5.12 Takeover Restrictions. No Takeover Statute is applicable to the Merger, except for such statutes or regulations as to which all necessary action has been taken by Desert Hawk and Merger Sub and their Boards of Directors and the sole shareholder of the Merger Sub, if required, to permit the consummation of the Merger in accordance with the terms hereof, nor does Desert Hawk or Merger Sub have any shareholder rights or similar “poison pill” plans.
5.13 Full Disclosure. No representation or warranty by Desert Hawk contained in this Agreement contains any untrue statement of material fact or omits to state a material fact necessary, in light of the circumstances under which it was made, to make any of the representations and warranties therein not misleading.
ARTICLE VI.
COVENANTS
6.1 Implementing Agreement. Subject to the terms and conditions hereof, each party hereto shall use its commercially reasonable efforts to take, or cause to be taken, all appropriate action required of it to consummate and make effective the transactions contemplated by this Agreement.
6.2 Access to Information and Facilities; Confidentiality.

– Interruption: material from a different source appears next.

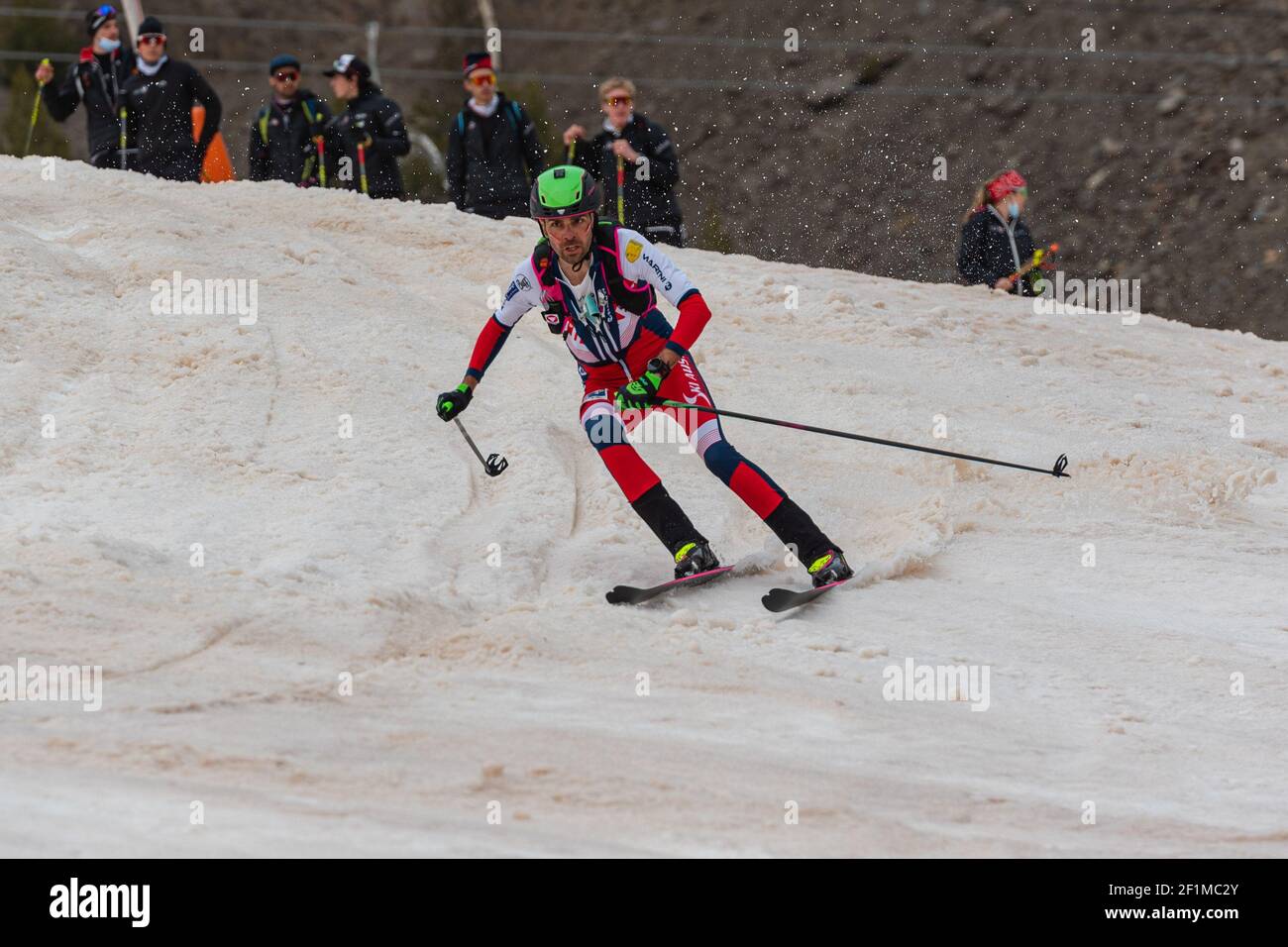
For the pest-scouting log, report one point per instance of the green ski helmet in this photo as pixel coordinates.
(563, 191)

(a) From and after the date of this Agreement, Target shall allow Desert Hawk and its representatives access during normal business hours to all of the facilities, properties, books, Contracts, commitments and records of Target and shall make the officers and employees of Target available to Desert Hawk and its representatives as Desert Hawk or its representatives shall from time to time reasonably request. Desert Hawk and its representatives shall be furnished with any and all information concerning Target, which Desert Hawk or its representatives reasonably request and can be obtained by Target without unreasonable effort or expense.
(b) From and after the date of this Agreement, Desert Hawk shall allow Target and its representatives access during normal business hours to all of the facilities, properties, books, Contracts, commitments and records of Desert Hawk and its subsidiaries and shall make the officers and employees of Desert Hawk available to Target and its representatives as Target or its representatives shall from time to time reasonably request. Target and its representatives shall be furnished with any and all information concerning Desert Hawk and its subsidiaries, which Target or its representatives reasonably request and can be obtained by Desert Hawk without unreasonable effort or expense.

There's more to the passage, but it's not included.